You have reached a page with older survey data. please see our 2024 survey results here ..

The latest annual McKinsey Global Survey  on the current state of AI confirms the explosive growth of generative AI (gen AI) tools . Less than a year after many of these tools debuted, one-third of our survey respondents say their organizations are using gen AI regularly in at least one business function. Amid recent advances, AI has risen from a topic relegated to tech employees to a focus of company leaders: nearly one-quarter of surveyed C-suite executives say they are personally using gen AI tools for work, and more than one-quarter of respondents from companies using AI say gen AI is already on their boards’ agendas. What’s more, 40 percent of respondents say their organizations will increase their investment in AI overall because of advances in gen AI. The findings show that these are still early days for managing gen AI–related risks, with less than half of respondents saying their organizations are mitigating even the risk they consider most relevant: inaccuracy.

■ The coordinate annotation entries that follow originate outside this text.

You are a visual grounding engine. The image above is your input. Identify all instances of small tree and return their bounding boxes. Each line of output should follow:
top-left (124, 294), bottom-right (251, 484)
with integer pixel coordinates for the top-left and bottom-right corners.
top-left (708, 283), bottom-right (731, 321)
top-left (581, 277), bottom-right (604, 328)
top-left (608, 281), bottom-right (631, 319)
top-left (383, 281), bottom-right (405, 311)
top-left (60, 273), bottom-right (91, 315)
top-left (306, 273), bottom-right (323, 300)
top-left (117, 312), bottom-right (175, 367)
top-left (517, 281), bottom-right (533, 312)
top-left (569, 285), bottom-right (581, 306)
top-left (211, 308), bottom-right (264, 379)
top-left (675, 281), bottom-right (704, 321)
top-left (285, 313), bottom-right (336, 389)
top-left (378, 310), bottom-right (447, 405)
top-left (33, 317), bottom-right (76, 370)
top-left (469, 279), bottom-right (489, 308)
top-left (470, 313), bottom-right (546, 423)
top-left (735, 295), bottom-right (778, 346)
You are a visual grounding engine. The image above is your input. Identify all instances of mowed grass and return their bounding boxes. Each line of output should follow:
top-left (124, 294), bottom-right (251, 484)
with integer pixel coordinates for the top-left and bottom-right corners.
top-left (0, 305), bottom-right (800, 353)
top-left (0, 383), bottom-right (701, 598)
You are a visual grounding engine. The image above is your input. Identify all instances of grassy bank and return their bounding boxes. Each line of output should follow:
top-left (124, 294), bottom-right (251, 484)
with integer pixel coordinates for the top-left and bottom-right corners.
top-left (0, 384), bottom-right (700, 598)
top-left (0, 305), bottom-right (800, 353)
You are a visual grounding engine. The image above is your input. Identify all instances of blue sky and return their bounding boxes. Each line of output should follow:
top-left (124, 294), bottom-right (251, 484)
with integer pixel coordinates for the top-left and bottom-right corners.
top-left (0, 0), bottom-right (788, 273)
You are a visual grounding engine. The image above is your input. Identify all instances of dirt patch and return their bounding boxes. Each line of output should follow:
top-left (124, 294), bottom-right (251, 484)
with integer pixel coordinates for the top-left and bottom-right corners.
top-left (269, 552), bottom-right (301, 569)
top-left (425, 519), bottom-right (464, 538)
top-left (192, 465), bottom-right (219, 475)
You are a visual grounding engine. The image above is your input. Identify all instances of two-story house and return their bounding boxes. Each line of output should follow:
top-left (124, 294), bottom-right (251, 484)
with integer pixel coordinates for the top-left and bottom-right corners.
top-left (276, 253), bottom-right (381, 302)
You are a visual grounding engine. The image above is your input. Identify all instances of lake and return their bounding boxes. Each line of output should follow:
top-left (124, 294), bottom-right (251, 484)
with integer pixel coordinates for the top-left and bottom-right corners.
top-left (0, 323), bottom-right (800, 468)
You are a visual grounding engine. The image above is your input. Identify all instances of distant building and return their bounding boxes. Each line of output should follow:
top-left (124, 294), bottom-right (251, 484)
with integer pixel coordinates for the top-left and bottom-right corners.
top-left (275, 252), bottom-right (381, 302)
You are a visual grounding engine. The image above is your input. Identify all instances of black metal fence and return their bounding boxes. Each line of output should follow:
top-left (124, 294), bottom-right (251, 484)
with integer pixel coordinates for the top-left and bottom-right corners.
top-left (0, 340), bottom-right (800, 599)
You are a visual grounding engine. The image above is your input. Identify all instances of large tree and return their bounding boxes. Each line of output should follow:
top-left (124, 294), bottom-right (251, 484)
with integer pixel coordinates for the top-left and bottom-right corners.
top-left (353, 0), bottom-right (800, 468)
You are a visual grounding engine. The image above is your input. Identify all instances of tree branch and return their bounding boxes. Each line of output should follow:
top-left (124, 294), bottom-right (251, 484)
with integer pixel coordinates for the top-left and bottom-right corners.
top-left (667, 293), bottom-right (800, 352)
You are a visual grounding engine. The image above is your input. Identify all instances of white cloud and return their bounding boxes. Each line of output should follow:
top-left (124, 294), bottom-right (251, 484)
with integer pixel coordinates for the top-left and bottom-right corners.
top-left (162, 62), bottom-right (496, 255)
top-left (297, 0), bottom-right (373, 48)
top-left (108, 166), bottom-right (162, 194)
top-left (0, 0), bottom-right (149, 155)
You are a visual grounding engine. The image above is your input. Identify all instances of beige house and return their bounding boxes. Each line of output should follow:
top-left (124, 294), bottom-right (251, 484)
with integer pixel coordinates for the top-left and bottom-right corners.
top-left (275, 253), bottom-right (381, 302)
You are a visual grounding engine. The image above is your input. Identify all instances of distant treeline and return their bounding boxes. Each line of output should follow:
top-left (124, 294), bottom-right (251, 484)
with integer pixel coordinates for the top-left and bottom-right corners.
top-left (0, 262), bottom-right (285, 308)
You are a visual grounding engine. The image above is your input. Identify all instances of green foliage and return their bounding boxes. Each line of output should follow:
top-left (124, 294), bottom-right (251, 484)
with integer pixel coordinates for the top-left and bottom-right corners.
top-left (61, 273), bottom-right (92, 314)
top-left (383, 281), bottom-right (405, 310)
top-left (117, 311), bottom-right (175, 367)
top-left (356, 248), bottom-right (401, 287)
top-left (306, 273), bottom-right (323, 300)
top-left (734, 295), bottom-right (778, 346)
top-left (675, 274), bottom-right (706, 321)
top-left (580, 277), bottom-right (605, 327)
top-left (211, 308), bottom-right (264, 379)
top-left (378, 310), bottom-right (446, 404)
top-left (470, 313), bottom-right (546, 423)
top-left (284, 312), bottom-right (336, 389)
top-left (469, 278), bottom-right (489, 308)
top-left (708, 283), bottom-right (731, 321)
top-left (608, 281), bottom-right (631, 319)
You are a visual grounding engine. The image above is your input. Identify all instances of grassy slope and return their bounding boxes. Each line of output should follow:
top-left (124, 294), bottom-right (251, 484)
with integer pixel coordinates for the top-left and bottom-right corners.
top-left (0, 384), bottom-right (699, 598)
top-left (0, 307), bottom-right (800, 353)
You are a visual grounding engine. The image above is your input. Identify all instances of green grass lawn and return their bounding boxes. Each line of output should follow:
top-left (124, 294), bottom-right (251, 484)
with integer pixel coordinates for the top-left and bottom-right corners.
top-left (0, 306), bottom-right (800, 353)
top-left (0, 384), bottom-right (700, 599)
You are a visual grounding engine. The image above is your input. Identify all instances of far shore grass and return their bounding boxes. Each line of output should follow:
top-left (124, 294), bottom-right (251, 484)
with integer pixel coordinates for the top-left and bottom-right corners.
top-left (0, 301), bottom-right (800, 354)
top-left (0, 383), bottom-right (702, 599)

The organizations that have already embedded AI capabilities have been the first to explore gen AI’s potential, and those seeing the most value from more traditional AI capabilities—a group we call AI high performers—are already outpacing others in their adoption of gen AI tools. 1 We define AI high performers as organizations that, according to respondents, attribute at least 20 percent of their EBIT to AI adoption.

The expected business disruption from gen AI is significant, and respondents predict meaningful changes to their workforces. They anticipate workforce cuts in certain areas and large reskilling efforts to address shifting talent needs. Yet while the use of gen AI might spur the adoption of other AI tools, we see few meaningful increases in organizations’ adoption of these technologies. The percent of organizations adopting any AI tools has held steady since 2022, and adoption remains concentrated within a small number of business functions.

Table of Contents

  • It’s early days still, but use of gen AI is already widespread
  • Leading companies are already ahead with gen AI
  • AI-related talent needs shift, and AI’s workforce effects are expected to be substantial
  • With all eyes on gen AI, AI adoption and impact remain steady

About the research

1. it’s early days still, but use of gen ai is already widespread.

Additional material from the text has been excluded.